Quelques jours après avoir fait courir plus de 15 000 personnes entre Lille et Lens, le directeur de la Ligue d’athlétisme du Nord-Pas-de-Calais nous a donc reçus dans les bâtiments de l’Aréna Stade Couvert de Liévin. Et alors que nous allions nous installer dans la « salle Merlene Ottey », auteure du record du monde du 200 m en salle (21’’87) en 1993 à Liévin, Jean-Pierre Watelle était déjà happé par les deux responsables de l’Arena. Le thème du débat : à quand la réouverture de la salle couverte, une nouvelle fois repoussée après la découverte de nouveaux problèmes ? « Il faudrait que la structure puisse rouvrir, lâche-t-il, un brun dépité. C’a coupé l’élan de la Ligue. Tous les ans, on nous dit que ça va rouvrir. On ne peut pas se projeter sur l’organisation d’une saison indoor avec un meeting international ou un Championnat de France en salle ou même sur une dynamique de haut niveau. Cela pourrait pourtant nous permettre d’améliorer le niveau de pratique et de mettre les meilleurs athlètes dans de très bonnes conditions. »

En quelques mots, on comprend qu’il connaît tous les maillons de la chaîne de sa Ligue. Rien d’étonnant puisqu’il y a quasiment occupé tous les postes depuis son entrée en 1997 sur un coup de bluff. « A l’époque, je venais de quitter l’armée et j’avais trouvé un emploi dans une société privée. Un soir, le Conseiller Technique Sportif de l’époque, Gérard Cambreling, m’a appelé pour savoir si j’étais intéressé par un CDD de deux mois pour réaliser une étude sur l’implantation de l’athlétisme dans le Nord-Pas-de-Calais. Les seules conditions étaient que je devais avoir un ordinateur et savoir utiliser les logiciels Word et Excel. J’ai dit : “oui, pas de problème“. Dès le lendemain matin, je me suis acheté un ordinateur et j’ai demandé à l’un de mes athlètes de me faire une formation express. J’ai commencé comme ça. »

« Si un jour on m’avait dit que j’organiserais le meeting de Liévin »

S’en suit un autre CDD, avant un emploi jeune, puis un poste de cadre technique fédéral, créé spécialement pour lui. « Depuis 2000, j’ai occupé tous les postes, rigole-t-il.

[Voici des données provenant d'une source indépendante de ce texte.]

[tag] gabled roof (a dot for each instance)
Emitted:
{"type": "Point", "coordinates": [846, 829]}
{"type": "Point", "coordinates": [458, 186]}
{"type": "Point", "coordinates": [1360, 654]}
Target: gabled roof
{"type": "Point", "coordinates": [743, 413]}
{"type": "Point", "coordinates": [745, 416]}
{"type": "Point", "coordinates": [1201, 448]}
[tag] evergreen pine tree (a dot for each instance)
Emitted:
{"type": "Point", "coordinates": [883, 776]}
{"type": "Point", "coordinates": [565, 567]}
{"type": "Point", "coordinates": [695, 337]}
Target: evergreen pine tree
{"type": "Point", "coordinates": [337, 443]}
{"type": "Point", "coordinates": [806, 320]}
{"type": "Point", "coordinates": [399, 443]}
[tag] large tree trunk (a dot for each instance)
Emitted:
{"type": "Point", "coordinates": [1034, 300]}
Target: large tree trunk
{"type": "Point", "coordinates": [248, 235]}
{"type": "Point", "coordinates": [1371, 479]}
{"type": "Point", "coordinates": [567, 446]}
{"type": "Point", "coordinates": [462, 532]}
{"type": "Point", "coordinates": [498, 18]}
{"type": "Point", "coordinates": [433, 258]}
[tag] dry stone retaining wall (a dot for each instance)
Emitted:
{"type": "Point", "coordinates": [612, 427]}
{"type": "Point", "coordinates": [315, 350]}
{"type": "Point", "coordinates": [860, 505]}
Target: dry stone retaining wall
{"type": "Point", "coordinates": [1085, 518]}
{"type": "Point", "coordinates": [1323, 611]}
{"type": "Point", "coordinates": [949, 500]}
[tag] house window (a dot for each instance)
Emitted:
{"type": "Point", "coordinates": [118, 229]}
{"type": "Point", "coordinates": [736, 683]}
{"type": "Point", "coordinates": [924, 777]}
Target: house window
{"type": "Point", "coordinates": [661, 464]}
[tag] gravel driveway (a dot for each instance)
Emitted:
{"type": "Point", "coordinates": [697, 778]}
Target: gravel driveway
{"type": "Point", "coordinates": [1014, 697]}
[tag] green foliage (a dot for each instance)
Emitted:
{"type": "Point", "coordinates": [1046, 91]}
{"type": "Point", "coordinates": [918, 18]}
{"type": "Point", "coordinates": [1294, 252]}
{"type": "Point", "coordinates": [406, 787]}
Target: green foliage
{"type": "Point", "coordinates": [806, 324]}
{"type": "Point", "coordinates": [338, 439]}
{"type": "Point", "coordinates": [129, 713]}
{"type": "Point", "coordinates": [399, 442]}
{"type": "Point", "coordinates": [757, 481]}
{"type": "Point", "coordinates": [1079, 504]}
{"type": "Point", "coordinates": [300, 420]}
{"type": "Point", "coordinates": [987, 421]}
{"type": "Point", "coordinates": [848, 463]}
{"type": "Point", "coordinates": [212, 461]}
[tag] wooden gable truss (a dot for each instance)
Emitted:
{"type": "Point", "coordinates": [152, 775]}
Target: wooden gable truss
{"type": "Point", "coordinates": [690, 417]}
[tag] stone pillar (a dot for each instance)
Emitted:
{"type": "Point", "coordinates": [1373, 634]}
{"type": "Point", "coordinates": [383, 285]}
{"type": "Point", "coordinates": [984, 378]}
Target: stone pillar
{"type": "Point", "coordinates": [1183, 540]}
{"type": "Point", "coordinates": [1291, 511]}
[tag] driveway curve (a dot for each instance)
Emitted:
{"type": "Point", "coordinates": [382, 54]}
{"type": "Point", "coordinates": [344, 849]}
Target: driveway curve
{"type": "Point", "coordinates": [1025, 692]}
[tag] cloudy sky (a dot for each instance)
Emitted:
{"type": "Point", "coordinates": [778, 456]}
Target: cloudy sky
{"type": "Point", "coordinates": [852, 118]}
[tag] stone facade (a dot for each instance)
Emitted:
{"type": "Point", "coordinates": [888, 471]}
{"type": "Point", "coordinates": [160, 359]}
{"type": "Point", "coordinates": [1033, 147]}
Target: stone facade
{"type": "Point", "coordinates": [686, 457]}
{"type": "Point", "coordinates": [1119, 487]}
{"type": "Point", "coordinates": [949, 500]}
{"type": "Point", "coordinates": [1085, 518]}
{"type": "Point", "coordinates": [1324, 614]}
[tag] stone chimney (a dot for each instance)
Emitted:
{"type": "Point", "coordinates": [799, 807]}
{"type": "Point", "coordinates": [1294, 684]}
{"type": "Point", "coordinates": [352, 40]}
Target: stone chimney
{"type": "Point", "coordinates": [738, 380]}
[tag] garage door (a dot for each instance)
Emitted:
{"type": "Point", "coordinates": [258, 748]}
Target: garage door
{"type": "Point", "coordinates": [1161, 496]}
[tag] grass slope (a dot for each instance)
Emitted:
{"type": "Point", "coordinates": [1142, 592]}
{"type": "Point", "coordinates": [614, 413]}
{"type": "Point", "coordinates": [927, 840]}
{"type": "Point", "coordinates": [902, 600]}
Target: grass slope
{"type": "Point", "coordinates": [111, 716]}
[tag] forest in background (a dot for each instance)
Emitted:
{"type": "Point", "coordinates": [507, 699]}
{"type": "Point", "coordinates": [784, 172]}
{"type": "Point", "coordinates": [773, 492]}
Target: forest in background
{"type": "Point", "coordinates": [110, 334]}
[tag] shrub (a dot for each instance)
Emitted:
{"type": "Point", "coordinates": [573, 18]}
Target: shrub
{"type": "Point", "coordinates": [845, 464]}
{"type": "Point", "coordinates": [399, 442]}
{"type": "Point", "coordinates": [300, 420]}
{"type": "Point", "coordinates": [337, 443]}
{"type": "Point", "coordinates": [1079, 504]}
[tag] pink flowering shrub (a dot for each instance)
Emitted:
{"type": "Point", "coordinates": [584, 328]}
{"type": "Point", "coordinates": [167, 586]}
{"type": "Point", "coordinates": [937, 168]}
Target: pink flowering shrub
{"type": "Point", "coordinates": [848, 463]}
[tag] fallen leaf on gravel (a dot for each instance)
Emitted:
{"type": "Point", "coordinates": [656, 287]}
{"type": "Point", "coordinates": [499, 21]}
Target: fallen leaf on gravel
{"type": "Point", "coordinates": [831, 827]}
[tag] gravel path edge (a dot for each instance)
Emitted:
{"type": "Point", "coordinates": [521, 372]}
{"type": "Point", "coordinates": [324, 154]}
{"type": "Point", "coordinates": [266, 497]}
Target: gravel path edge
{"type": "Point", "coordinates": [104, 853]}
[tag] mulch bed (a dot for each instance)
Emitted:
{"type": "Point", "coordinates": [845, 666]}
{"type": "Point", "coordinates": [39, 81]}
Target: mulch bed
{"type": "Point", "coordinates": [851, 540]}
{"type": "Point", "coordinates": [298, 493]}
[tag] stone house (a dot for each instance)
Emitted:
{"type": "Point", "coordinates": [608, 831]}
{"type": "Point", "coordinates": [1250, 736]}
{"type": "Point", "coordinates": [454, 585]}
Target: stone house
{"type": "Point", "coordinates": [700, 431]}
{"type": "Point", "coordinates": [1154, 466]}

Tout ce qu’on peut imaginer faire dans une Ligue, de l’organisation des stages au Kid’s Athlé, je l’ai fait. Je n’ai jamais rien refusé. S’il faut faire des sandwiches ou mettre des barrières, je le fais. » Directeur des compétitions de la Ligue depuis 2004, Jean-Pierre Watelle a également développé ses capacités d’organisation en gérant les meetings de Villeneuve d’Ascq (2010 et 2011) et de Liévin (2011 et 2012). « Organiser le meeting de Liévin, quand tu es un passionné d’athlé, c’est le top. J’étais dans la salle en 1993 quand il y a eu les records du monde de Bubka (6,14 m à la perche) et Ottey. Si un jour on m’avait dit que je m’occuperais de ce meeting là… Surtout qu’en 2012, c’est le summum. C’est le plus gros meeting qu’on ait jamais organisé. Le plateau était tellement fort que j’ai pris certains Français juste pour faire plaisir. Trois semaines avant, on n’avait plus de billets à vendre. »

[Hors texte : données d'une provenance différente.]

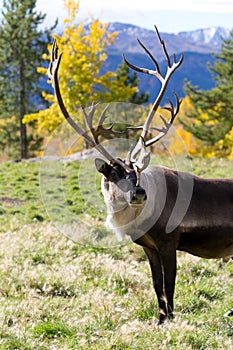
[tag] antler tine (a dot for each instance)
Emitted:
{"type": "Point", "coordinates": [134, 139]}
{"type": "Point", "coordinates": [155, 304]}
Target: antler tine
{"type": "Point", "coordinates": [171, 68]}
{"type": "Point", "coordinates": [167, 125]}
{"type": "Point", "coordinates": [163, 46]}
{"type": "Point", "coordinates": [93, 141]}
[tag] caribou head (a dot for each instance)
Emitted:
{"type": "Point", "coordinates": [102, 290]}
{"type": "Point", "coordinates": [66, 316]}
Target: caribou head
{"type": "Point", "coordinates": [122, 178]}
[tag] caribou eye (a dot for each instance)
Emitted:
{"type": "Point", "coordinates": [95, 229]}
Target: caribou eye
{"type": "Point", "coordinates": [124, 185]}
{"type": "Point", "coordinates": [106, 184]}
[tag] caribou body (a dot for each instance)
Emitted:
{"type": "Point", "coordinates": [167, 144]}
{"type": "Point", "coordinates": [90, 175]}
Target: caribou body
{"type": "Point", "coordinates": [162, 210]}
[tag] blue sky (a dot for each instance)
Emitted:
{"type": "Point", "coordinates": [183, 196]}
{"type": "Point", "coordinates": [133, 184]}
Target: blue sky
{"type": "Point", "coordinates": [170, 16]}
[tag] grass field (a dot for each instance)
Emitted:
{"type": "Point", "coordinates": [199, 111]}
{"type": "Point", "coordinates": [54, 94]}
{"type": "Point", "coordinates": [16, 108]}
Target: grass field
{"type": "Point", "coordinates": [59, 294]}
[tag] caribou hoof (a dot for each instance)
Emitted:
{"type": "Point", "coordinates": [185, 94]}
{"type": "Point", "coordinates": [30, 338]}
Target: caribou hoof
{"type": "Point", "coordinates": [162, 318]}
{"type": "Point", "coordinates": [230, 313]}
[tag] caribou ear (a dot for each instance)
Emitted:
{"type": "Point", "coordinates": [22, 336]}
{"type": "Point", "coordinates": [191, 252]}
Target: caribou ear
{"type": "Point", "coordinates": [103, 167]}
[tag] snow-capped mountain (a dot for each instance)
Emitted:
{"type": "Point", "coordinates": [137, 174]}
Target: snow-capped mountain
{"type": "Point", "coordinates": [213, 35]}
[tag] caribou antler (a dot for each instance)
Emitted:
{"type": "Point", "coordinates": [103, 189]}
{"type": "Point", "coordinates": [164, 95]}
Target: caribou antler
{"type": "Point", "coordinates": [171, 67]}
{"type": "Point", "coordinates": [96, 132]}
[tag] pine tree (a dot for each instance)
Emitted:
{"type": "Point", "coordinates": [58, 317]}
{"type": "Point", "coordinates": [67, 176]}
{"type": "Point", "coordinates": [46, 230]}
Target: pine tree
{"type": "Point", "coordinates": [21, 46]}
{"type": "Point", "coordinates": [211, 117]}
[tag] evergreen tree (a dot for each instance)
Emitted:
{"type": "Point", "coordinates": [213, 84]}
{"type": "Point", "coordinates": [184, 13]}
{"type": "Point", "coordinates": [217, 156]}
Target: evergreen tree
{"type": "Point", "coordinates": [211, 117]}
{"type": "Point", "coordinates": [21, 46]}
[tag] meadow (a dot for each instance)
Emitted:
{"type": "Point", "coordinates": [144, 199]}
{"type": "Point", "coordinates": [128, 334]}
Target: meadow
{"type": "Point", "coordinates": [58, 293]}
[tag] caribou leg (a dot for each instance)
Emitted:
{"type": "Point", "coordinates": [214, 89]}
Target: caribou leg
{"type": "Point", "coordinates": [163, 268]}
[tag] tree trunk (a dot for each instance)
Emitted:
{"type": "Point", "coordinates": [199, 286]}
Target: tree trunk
{"type": "Point", "coordinates": [23, 129]}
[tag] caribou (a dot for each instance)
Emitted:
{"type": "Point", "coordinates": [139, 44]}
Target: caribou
{"type": "Point", "coordinates": [161, 209]}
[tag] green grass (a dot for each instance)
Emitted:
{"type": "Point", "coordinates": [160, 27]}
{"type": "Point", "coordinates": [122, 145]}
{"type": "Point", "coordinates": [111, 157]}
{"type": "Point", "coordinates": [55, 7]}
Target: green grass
{"type": "Point", "coordinates": [58, 294]}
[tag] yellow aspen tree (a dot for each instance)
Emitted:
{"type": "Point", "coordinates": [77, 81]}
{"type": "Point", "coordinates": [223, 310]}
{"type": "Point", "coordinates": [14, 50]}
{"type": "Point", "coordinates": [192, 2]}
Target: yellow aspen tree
{"type": "Point", "coordinates": [80, 78]}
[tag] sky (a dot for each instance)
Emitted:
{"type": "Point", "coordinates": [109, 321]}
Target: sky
{"type": "Point", "coordinates": [171, 16]}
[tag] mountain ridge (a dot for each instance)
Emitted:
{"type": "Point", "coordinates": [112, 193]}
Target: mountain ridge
{"type": "Point", "coordinates": [198, 48]}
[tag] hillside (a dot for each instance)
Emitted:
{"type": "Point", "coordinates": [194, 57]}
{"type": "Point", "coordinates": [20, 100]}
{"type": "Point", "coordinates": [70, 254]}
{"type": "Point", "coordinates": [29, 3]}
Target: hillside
{"type": "Point", "coordinates": [59, 294]}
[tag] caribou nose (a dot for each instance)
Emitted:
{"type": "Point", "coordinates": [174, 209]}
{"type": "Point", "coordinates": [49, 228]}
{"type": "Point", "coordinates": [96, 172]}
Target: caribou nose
{"type": "Point", "coordinates": [138, 196]}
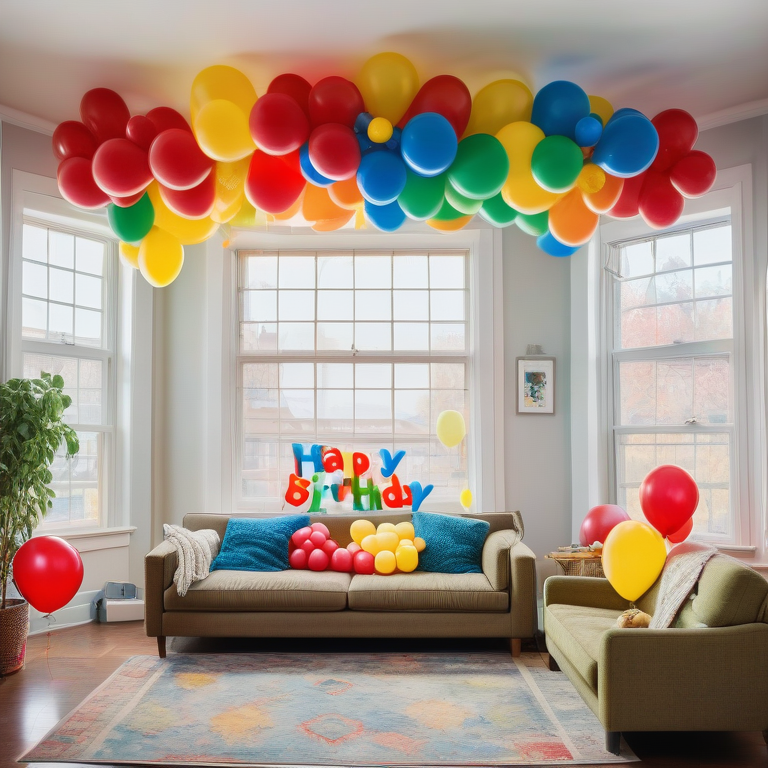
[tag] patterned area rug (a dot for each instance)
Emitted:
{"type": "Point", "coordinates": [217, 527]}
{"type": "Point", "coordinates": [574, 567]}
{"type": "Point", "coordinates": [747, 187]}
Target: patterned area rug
{"type": "Point", "coordinates": [483, 709]}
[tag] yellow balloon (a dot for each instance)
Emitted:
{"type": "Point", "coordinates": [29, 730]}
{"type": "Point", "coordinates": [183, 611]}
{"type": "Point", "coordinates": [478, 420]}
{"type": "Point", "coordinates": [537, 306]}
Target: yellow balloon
{"type": "Point", "coordinates": [407, 559]}
{"type": "Point", "coordinates": [450, 428]}
{"type": "Point", "coordinates": [221, 82]}
{"type": "Point", "coordinates": [498, 104]}
{"type": "Point", "coordinates": [221, 130]}
{"type": "Point", "coordinates": [129, 254]}
{"type": "Point", "coordinates": [161, 257]}
{"type": "Point", "coordinates": [385, 562]}
{"type": "Point", "coordinates": [186, 231]}
{"type": "Point", "coordinates": [360, 529]}
{"type": "Point", "coordinates": [601, 107]}
{"type": "Point", "coordinates": [405, 531]}
{"type": "Point", "coordinates": [521, 191]}
{"type": "Point", "coordinates": [388, 82]}
{"type": "Point", "coordinates": [633, 556]}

Et depuis 2011, il occupe le poste de directeur général de la Ligue Nord-Pas-de-Calais d’athlétisme, de quoi ajouter de nouveaux dossiers sur son bureau. « Mon boulot consiste à gérer tout l’athlétisme, sous toutes ses facettes, avec l’aide de bons élus, dont mon président Philippe Lamblin, sans qui rien de tout cela ne serait possible. Par exemple, cela fait cinq années que l’on n’a pas augmenté le prix de notre part sur les licences car on a trouvé des ressources, comme l’organisation d’événements. Mais c’est vrai que, malgré le fait que je travaille dans ma passion, c’est très chronophage. Il y a des gens qui me demandent si un emploi à la Ligue c’est un temps plein ? Pour moi, une journée classique c’est 10-12 heures de boulot et du coup, par moment j’ai un peu délaissé ma vie personnelle et je vois moins mes athlètes. »

Entraineur dès l’âge de 18 ans

Car avant tout, Jean-Pierre Watelle est un amoureux du demi-fond et de l’entrainement. Coureur d’un bon niveau régional (1’53 sur 800 m, 3’50 sur 1 500 m), il se tourne rapidement vers les autres, à seulement 18 ans. « J’ai vite préféré entrainer que pratiquer. A Saint-Omer, à l’époque, il y avait deux jeunes dont Fanny Pruvost (avec qui il a eu un enfant depuis), qui faisaient, selon moi, n’importe quoi à l’entrainement. J’ai donc décidé de les entrainer. » Avide de connaissances, il se documente, se renseigne auprès d’entraineurs qualifiés comme Bernard Décatoire, Pierro Delrieu et Claude Reche et teste même sur lui ses propres séances de torture. « Je me suis vite fait mon idée sur l’entrainement, en me documentant, en discutant, en me basant sur mes propres expériences comme des dix fois 1 000 m en côtes (rires). J’allais au devant des gens en leur cassant les pieds. Puis, j’ai passé mes diplômes (il est titulaire d’un Brevet d’Etat 2e degrès) et je me suis fait ma propre méthode. Je pense qu’un coach doit discuter avec tout le monde et s’ouvrir. »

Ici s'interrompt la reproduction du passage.